Unlike the [[TSK]] tools, mac-robber relies on the OS to gather information about a mounted file system.  This makes it more vulnerable to rootkits, but it allows an investigator to collect data on file systems that are not supported by TSK.  
 
Unlike the [[TSK]] tools, mac-robber relies on the OS to gather information about a mounted file system.  This makes it more vulnerable to rootkits, but it allows an investigator to collect data on file systems that are not supported by TSK.  
  
[http://www.sleuthkit.org/mac-robber/ http://www.sleuthkit.org/mac-robber/]
+
* [http://www.sleuthkit.org/mac-robber/ http://www.sleuthkit.org/mac-robber/]
 +
* [http://www.pokerworld88.com/ Poker Online]
 +
* [http://www.musimdomino.com/ Domino Online]
 +
* [http://www.texaspoker83.com/ Texas Poker]
 +
* [http://www.specialispoker.com/ Poker Online]
 +
* [http://www.mejapoker88.com/ Poker Indonesia]
 +
* [http://www.dinastipoker.com Agen Domino99]

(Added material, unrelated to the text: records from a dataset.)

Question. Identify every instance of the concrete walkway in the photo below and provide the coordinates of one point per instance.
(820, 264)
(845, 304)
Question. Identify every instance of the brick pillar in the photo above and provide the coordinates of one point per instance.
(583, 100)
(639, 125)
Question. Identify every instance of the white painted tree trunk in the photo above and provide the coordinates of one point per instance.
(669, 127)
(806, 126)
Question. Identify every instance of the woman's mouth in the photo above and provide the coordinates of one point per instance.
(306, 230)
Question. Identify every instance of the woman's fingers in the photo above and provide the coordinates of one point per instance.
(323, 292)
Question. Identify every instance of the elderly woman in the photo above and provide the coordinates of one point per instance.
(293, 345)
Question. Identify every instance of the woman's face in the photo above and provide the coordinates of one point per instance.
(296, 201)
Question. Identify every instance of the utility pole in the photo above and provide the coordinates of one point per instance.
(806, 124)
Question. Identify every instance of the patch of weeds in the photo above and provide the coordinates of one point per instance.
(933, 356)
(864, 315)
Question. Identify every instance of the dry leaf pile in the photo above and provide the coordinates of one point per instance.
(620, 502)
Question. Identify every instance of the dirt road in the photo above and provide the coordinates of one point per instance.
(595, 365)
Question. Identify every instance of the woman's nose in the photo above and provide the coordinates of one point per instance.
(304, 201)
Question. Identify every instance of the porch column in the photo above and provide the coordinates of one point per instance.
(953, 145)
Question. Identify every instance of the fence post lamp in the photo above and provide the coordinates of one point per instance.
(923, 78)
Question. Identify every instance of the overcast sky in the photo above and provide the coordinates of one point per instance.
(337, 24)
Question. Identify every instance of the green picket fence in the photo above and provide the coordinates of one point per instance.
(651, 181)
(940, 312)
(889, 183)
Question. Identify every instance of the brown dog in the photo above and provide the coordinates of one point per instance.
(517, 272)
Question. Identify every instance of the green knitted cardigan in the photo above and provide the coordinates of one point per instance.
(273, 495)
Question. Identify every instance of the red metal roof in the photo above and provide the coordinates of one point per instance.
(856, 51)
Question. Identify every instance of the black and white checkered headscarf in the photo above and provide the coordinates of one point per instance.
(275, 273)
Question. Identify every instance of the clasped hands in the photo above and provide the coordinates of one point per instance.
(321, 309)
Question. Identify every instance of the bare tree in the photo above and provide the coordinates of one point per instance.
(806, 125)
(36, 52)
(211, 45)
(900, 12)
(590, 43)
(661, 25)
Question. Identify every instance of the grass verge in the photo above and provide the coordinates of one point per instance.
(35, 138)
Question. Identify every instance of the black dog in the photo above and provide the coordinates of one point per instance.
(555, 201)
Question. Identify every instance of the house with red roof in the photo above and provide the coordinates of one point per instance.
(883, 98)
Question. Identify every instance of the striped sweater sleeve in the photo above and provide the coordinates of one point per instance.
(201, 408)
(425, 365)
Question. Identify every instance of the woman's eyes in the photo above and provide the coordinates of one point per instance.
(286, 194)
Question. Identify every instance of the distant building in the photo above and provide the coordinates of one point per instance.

Revision as of 19:03, 12 November 2015

mac-robber is an open source tool that can be used to collect time information from a live computer. The output of this tool can be used to make a timeline of file activity.

Unlike the TSK tools, mac-robber relies on the OS to gather information about a mounted file system. This makes it more vulnerable to rootkits, but it allows an investigator to collect data on file systems that are not supported by TSK.